President Donald Trump on Thursday hosted a White House event with farmers and ranchers hurt by the administration's ongoing trade war with China, just hours after the White House announced a new $16 billion farm and ranch aid package for those most affected.

"We will ensure that our farmers get the relief that they need — and very, very quickly," Trump said in remarks from the Roosevelt Room. "We want to get them back to the point where they would have had a good year."

Trump said he directed Agriculture Secretary Sonny Perdue to draw up the $16 billion aid package to help farmers impacted by the retaliatory tariffs from China.

The president said the trade package for agricultural producers "will be paid for by the billions of dollars" the Treasury is taking in from tariffs on Chinese imports. He said the amount of money the U.S. government will collect from those tariffs is "far more than the $16 billion that we're talking about."
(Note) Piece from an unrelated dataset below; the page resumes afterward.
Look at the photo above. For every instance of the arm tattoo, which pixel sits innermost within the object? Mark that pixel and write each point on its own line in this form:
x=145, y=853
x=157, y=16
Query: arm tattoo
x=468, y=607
"But the $16 billion of funds will help keep our cherished farms thriving and make clear that no country has veto on America's economic and national security," Trump said. "Can't let that happen, ever."

The centerpiece of the aid deal is a series of cash payments totaling $14.5 billion to farmers of a variety of crops as well as dairy and pork producers impacted by retaliatory tariffs. U.S. tariff revenue collected by the Treasury would be used to support the program, according to the U.S. Department of Agriculture.

"The package we're announcing today ensures that farmers will not bear the brunt of those trade practices by China or any other nation," Perdue told reporters on a call early Thursday.

In addition, the government plans bulk purchases of about $1.4 billion of fresh produce and other food products impacted by tariffs. The food would be used to help food banks, pantries and school meal programs.

The USDA also plans a $100 million trade promotion program for livestock producers and certain crops to help industry sectors develop new markets. A similar program was launched as part of the administration's 2018 trade relief program for agriculture.

The latest round of farm aid follows the Trump administration last year providing assistance to agricultural producers impacted by the trade war with China and others.

Producers of soybeans received the most relief money in last year's $12 billion aid package for farmers. The program announced Thursday includes direct payments to farmers of more than two dozen agricultural commodities, including grains, oil seeds and specialty crops, as well as dairy and pork.

According to the USDA, the top five states where farmers received trade aid as part of last year's program were Illinois, Iowa, Kansas, Nebraska and Indiana. Trump won all but one of those states — Illinois — in the 2016 presidential election.

"The American farmers have been used as a vehicle for China to try and hurt our country," Trump said. "China has openly stated they are going to use the farmer. The reason is because I got the farmers' votes."